The third AI stock that could fall next year, according to a Wall Street analyst’s forecast, is the speech recognition and conversation technology specialist SoundHound AI (SOUN -9.40%). Analyst Glenn Mattson of Ladenburg Thalmann predicts that SoundHound shares could fall from more than $20 to just $7 in 2025, which would represent a 66% decline.

Like Palantir, SoundHound’s stock has experienced almost exponential growth in recent months. The tailwind for SoundHound comes from its position in the next phase of AI evolution. The emergence of AI agents is expected to be the leading trend in artificial intelligence this year. SoundHound envisions a world where AI voice integration and intuitive controls can unify voice ecosystems.

The company is growing rapidly, with sales increasing 89% in the third quarter from a year earlier, and its largest customer accounting for just 12% of net sales, down from 72%. This indicates that SoundHound’s expansion into new sectors and acquisition of new customers is helping to diversify and strengthen its revenue.

However, SoundHound AI is not yet profitable and is consuming a lot of cash as it expands into new sectors.

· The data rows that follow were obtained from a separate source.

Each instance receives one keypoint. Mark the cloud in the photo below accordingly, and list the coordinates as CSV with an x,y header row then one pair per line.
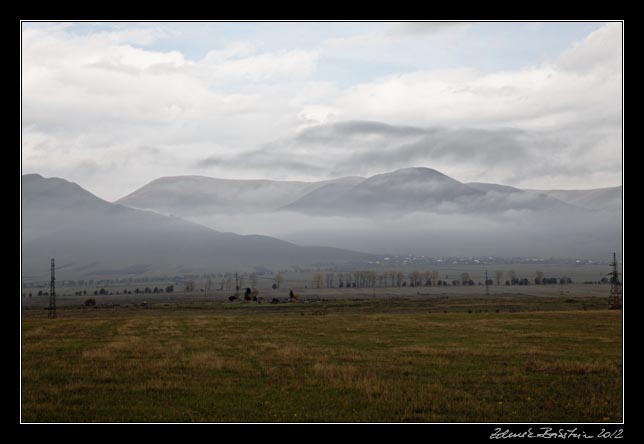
x,y
242,111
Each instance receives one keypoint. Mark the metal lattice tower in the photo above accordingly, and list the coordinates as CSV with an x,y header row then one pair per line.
x,y
52,293
614,300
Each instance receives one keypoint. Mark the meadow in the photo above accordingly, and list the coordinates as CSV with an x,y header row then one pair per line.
x,y
511,359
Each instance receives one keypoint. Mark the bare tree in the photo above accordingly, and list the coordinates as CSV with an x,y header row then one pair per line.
x,y
329,280
317,280
513,276
499,276
538,277
279,279
399,278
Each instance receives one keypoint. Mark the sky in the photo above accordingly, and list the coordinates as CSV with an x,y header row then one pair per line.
x,y
113,106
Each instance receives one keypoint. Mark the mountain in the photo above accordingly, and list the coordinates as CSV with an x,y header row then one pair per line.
x,y
502,198
408,211
91,237
403,190
420,190
594,199
198,195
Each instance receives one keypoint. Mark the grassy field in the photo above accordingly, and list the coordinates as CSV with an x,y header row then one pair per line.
x,y
396,360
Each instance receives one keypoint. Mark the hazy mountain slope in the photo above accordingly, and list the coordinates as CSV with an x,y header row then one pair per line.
x,y
197,195
596,199
502,198
405,190
89,236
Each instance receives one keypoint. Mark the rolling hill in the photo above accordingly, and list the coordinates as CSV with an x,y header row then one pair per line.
x,y
91,237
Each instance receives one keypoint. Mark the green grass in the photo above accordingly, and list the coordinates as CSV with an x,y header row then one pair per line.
x,y
346,361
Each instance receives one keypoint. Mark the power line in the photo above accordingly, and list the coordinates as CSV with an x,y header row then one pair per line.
x,y
52,293
614,302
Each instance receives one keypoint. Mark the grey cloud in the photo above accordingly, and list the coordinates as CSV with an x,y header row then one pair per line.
x,y
503,145
265,159
341,130
412,29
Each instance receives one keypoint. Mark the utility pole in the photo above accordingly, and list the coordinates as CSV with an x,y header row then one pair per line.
x,y
614,302
52,293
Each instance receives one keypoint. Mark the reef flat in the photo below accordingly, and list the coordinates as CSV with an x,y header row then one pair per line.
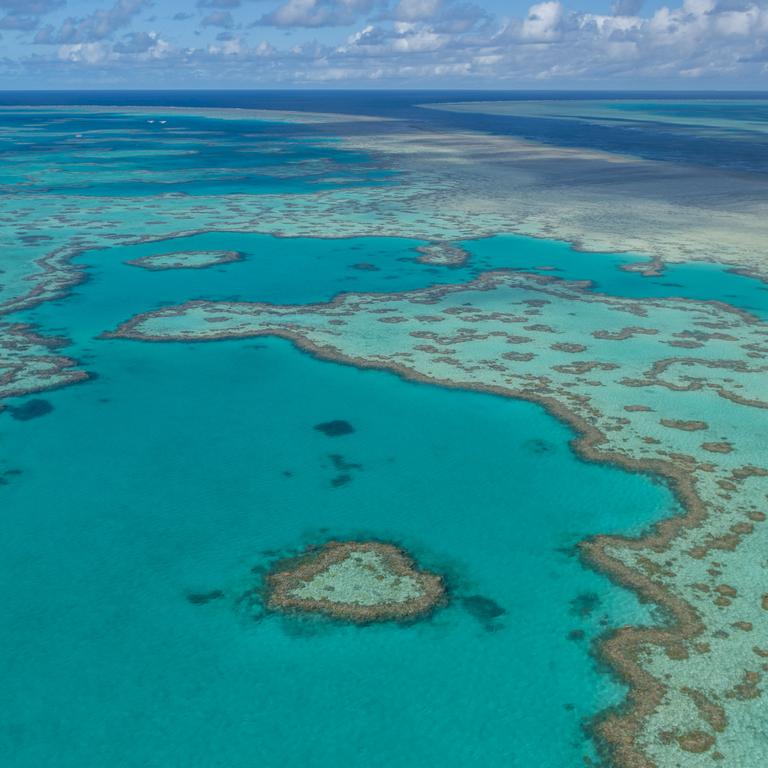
x,y
185,259
354,581
29,362
670,387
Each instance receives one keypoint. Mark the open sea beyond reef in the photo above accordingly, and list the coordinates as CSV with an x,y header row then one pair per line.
x,y
141,507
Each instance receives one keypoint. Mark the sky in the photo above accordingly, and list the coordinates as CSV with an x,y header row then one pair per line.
x,y
506,44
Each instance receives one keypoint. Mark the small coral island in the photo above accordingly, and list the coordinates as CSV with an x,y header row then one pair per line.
x,y
186,260
358,581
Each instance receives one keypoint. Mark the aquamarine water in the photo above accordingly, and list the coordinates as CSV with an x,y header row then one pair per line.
x,y
187,468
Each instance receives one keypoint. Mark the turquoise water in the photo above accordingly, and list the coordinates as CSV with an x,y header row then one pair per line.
x,y
117,291
183,469
180,466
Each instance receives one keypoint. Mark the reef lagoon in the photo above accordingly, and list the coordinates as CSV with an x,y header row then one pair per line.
x,y
231,338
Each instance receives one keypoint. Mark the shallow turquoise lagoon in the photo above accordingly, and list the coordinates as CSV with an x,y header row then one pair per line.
x,y
116,291
168,474
184,469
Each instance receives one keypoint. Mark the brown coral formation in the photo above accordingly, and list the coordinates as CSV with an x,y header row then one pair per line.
x,y
354,581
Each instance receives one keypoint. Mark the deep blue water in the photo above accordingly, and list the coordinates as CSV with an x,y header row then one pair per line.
x,y
653,141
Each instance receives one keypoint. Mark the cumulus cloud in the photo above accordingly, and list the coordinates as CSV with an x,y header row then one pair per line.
x,y
416,10
626,7
447,41
98,25
316,13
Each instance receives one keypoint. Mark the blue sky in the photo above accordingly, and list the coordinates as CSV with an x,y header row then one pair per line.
x,y
686,44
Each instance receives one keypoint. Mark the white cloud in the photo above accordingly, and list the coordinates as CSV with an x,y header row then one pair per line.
x,y
416,41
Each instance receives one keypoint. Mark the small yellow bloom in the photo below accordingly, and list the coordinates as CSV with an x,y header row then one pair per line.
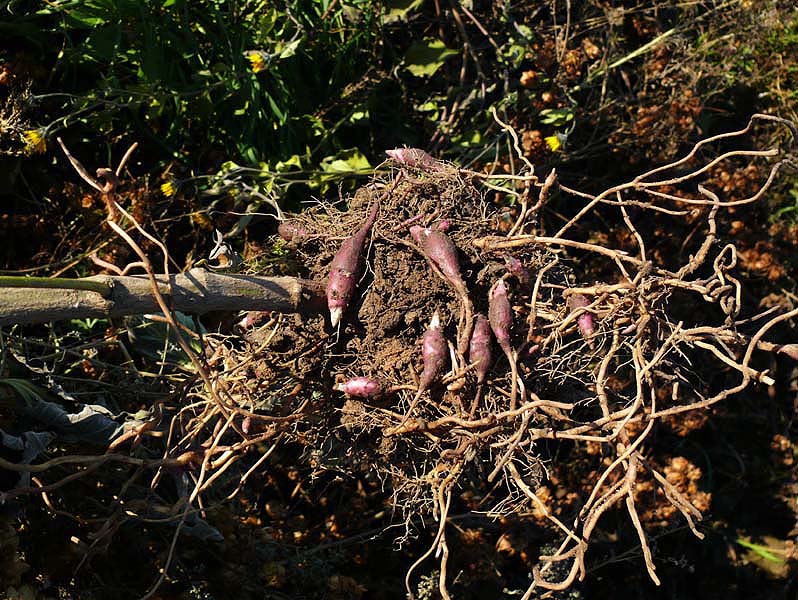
x,y
35,141
554,142
168,189
256,60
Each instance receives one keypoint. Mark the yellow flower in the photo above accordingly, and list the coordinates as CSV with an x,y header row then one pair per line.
x,y
256,60
35,141
554,142
168,189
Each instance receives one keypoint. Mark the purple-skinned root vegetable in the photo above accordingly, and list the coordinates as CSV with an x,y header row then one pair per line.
x,y
500,314
434,352
443,225
479,350
437,246
291,232
585,320
360,387
441,252
516,268
790,350
500,317
344,269
433,356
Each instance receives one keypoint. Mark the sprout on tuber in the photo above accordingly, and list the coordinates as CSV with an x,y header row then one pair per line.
x,y
500,316
433,356
361,387
585,320
479,352
291,232
479,347
516,268
433,353
441,252
344,269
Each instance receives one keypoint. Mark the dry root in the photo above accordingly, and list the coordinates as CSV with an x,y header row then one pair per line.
x,y
658,328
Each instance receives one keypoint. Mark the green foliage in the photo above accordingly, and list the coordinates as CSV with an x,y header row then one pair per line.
x,y
193,78
427,56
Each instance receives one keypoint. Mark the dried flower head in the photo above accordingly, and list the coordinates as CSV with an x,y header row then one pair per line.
x,y
257,61
35,141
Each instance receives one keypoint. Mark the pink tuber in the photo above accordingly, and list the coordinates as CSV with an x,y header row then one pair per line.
x,y
517,269
479,352
344,269
585,320
433,356
433,353
291,232
479,347
500,316
361,387
443,226
441,252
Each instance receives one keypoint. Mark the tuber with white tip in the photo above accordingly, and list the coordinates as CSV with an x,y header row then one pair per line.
x,y
479,352
441,253
360,387
500,316
433,356
344,269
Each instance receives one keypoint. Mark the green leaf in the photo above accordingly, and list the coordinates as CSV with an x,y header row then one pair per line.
x,y
347,161
398,10
556,116
290,49
425,57
761,551
295,162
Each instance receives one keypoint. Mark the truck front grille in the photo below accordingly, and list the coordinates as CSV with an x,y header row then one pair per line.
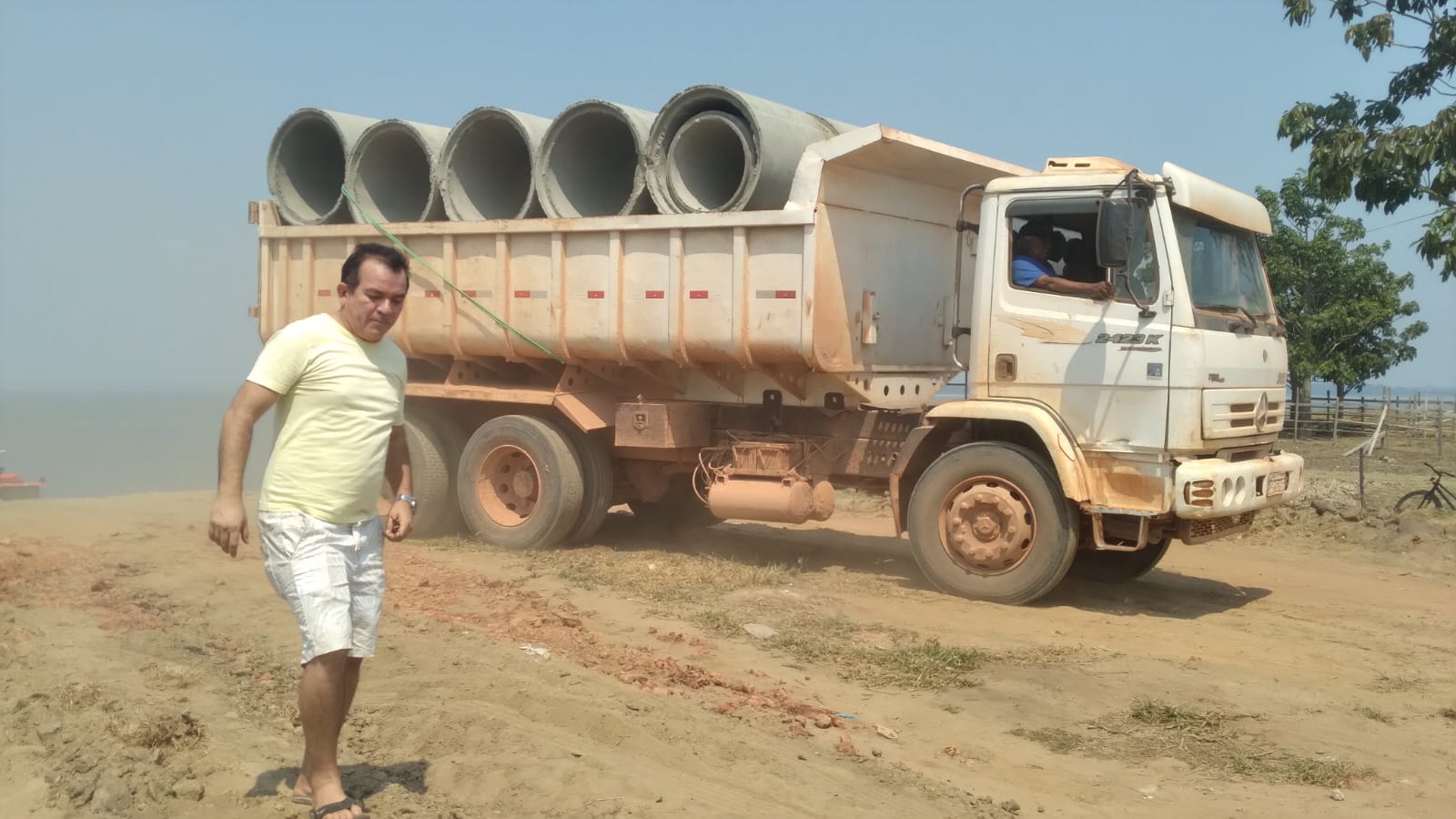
x,y
1201,531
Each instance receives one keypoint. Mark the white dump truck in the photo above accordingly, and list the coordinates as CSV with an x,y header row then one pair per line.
x,y
743,366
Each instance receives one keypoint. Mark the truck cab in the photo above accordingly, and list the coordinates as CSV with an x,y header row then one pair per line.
x,y
1158,407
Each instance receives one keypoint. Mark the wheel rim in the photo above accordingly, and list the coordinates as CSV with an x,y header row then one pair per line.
x,y
987,525
509,486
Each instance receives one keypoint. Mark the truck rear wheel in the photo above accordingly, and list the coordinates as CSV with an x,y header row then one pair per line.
x,y
434,452
597,486
521,482
987,521
1118,567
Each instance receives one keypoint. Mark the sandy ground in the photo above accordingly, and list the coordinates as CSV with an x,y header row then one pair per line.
x,y
1305,669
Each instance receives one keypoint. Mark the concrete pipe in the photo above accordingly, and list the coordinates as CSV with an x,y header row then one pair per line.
x,y
306,164
390,172
771,501
593,160
717,149
488,162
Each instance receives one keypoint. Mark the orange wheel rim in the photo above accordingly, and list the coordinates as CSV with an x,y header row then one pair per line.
x,y
509,486
987,525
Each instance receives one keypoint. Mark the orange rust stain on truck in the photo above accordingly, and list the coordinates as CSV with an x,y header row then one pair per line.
x,y
1120,486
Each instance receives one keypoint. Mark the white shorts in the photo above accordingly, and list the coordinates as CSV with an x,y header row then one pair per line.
x,y
331,574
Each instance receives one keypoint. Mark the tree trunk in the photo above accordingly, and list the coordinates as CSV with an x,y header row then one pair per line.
x,y
1302,395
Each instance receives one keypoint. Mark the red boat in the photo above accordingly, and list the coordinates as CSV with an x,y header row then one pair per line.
x,y
15,487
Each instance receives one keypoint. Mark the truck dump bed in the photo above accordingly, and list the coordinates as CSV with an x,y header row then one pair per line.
x,y
846,290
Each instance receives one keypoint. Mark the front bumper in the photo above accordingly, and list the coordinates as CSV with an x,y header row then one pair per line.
x,y
1212,487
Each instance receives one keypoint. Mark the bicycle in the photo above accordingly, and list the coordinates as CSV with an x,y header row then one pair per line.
x,y
1438,496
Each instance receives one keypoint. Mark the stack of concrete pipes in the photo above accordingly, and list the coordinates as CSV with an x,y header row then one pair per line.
x,y
710,149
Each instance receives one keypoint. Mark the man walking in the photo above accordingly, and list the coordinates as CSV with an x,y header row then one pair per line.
x,y
339,388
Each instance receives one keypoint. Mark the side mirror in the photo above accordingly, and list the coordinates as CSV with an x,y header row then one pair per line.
x,y
1117,220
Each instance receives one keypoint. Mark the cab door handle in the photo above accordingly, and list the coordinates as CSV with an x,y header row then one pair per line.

During the first nine months of 2024, more than $75.7 million was used in its operational activities. Even though sales are expected to potentially double by 2025, cash burn and operating losses are likely to persist.

SoundHound’s valuation also raises concerns. Although traditional fundamental metrics like the price-to-earnings (P/E) ratio aren’t entirely suitable for young companies, SoundHound’s P/S of 94 reflects an unsustainable recent rise in its stock price.

Finally, history has not been kind to the predictable innovations over the past three decades. Investors routinely overestimated the pace of adoption and utility of new technologies, ultimately leading to bubble bursts. While this does not imply that AI will not be a future game changer, it does imply that every innovation requires time to mature, even artificial intelligence. If the AI ​​craze fizzles, overvalued companies like SoundHound AI could suffer.

In sum, as AI continues to transform many industries, it is essential to consider not only the potential of these technologies, but also the soundness of management and reasonable valuation. The question arises: how far will this AI bubble grow before it requires adjustment? Investors will therefore need to remain vigilant and exercise discernment in the face of the uncertain future of this area.